Language models (LM) can be evaluated in two broad ways:

Intrinsic evaluation Measures the language model on its training objective e.g. next-word prediction. Metrics like perplexity and cross-entropy assess how well the model predicts unseen data without reference to any specific application.

Extrinsic evaluation Evaluate the model on downstream task by using task-specific scoring functions e.g., BLEU for machine translation, ROUGE for summarization, or accuracy for question answering. These metrics capture how useful the model’s outputs are in practice.

Intrinsic Metrics

These metrics assess the model’s internal probability distribution without referencing any external task. They directly measure how well the model predicts the next token given the preceding context.

Log-Likelihood

Given a held-out text \(\mathbf{x} = (x_1, x_2, \ldots, x_n)\), the likelihood is the probability the LM assigns to the entire sequence. Since language models predict one token at a time, the total probability is the product of each conditional probability:

\[P(\mathbf{x}) = \prod_{i=1}^{n} P(x_i \mid x_1, \ldots, x_{i-1})\]

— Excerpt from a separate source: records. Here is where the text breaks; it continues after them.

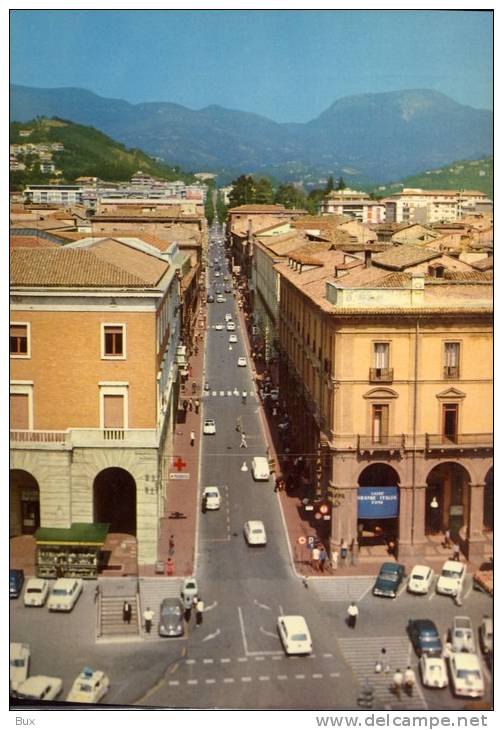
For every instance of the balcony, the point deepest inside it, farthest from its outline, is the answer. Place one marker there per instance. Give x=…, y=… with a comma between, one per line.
x=388, y=444
x=85, y=438
x=459, y=442
x=381, y=375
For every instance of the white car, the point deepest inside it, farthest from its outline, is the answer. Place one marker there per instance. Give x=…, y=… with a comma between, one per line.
x=433, y=671
x=19, y=664
x=260, y=469
x=90, y=686
x=420, y=579
x=209, y=427
x=64, y=594
x=36, y=592
x=213, y=499
x=466, y=674
x=254, y=532
x=462, y=635
x=451, y=579
x=294, y=634
x=40, y=687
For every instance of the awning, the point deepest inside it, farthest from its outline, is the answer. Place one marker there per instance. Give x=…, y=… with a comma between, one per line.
x=80, y=533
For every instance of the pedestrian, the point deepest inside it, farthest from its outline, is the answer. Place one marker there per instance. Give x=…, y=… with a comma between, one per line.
x=199, y=611
x=148, y=615
x=397, y=683
x=352, y=613
x=323, y=558
x=126, y=612
x=409, y=680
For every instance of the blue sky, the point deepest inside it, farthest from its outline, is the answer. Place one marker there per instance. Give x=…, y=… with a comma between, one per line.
x=288, y=65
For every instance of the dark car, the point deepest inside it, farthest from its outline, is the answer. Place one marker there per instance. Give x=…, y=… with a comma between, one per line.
x=425, y=637
x=171, y=617
x=16, y=580
x=389, y=579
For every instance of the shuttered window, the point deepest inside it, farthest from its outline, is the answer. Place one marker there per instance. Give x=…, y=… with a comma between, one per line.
x=19, y=412
x=113, y=411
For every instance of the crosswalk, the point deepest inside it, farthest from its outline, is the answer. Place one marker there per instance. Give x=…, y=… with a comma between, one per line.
x=348, y=589
x=362, y=653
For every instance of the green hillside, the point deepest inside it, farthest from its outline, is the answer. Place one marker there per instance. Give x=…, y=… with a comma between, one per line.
x=462, y=175
x=87, y=152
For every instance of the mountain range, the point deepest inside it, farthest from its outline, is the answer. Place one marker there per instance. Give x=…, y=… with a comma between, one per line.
x=369, y=137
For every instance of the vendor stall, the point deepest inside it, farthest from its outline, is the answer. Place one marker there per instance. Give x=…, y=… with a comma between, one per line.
x=72, y=552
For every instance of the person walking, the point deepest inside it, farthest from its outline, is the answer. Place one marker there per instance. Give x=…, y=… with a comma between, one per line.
x=148, y=615
x=397, y=683
x=352, y=614
x=126, y=612
x=199, y=611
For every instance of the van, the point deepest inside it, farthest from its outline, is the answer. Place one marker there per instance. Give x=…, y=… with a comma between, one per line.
x=260, y=469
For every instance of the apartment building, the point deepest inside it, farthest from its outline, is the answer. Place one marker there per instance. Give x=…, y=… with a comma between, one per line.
x=386, y=369
x=94, y=332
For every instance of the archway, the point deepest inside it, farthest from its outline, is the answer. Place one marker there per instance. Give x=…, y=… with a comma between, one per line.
x=24, y=503
x=489, y=500
x=114, y=499
x=446, y=506
x=378, y=505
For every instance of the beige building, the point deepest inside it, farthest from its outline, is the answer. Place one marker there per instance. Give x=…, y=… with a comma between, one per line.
x=385, y=363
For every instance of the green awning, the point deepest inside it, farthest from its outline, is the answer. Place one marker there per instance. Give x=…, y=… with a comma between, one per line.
x=80, y=533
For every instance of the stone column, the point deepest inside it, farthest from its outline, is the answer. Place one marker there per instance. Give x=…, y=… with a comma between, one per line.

However, multiplying many small probabilities causes numerical underflow (numbers become too small for computers to represent accurately). Taking the logarithm solves this, it turns the product into a sum and works with larger, more manageable numbers:

\[\mathcal{L}(\mathbf{x}) = \log P(\mathbf{x}) = \sum_{i=1}^{n} \log P(x_i \mid x_1, \ldots, x_{i-1})\]
  • A higher log-likelihood means the model assigns a higher probability to the text, the text is more “natural” according to the model.
  • A lower (more negative) log-likelihood means the model finds the text surprising.

Cross-Entropy

Cross-entropy measures how many bits of information are needed to encode the true text using the model’s predicted probabilities. It is simply the negative log-likelihood averaged per token:

\[H(\mathbf{x}) = -\frac{1}{n} \sum_{i=1}^{n} \log_2 P(x_i \mid x_1, \ldots, x_{i-1})\]

The units are bits per token. A lower cross-entropy means the model’s predictions align well with the actual text. A model with cross-entropy of \(H\) bits is, on average, as surprised as if it had to choose between \(2^H\) equally likely options at each step. This connects directly to perplexity.

Perplexity

Perplexity (PP) is the most widely used intrinsic metric for language models. It measures how “confused” the model is when predicting the next token. Think of it as the average number of equally likely tokens the model is choosing from at each step.

\[PP(\mathbf{x}) = 2^{-\frac{1}{n} \sum_{i=1}^{n} \log_2 P(x_i \mid x_1, \ldots, x_{i-1})} = 2^{H(\mathbf{x})}\]
  • Lower perplexity means model is more certain about its predictions.
  • Higher perplexity: means model is more uncertain.

Perplexity ranges from \(1\) (a perfect model assigns probability 1 to every token) to \(\|V\|\) (worst case: the model assigns equal probability to all tokens in the vocabulary).

Perplexity Rough meaning
1 Perfect prediction
2 Like choosing between 2 equally likely tokens
10 Like choosing between 10 equally likely tokens
100 Very uncertain

The fundamental intuition behind using perplexity as a model performance metric is that the model’s confidence correlates well with its accuracy. Suppose the model is confident about its predictions. In that case, statistically, it is more likely to be correct than in cases where it is confused between two or many words.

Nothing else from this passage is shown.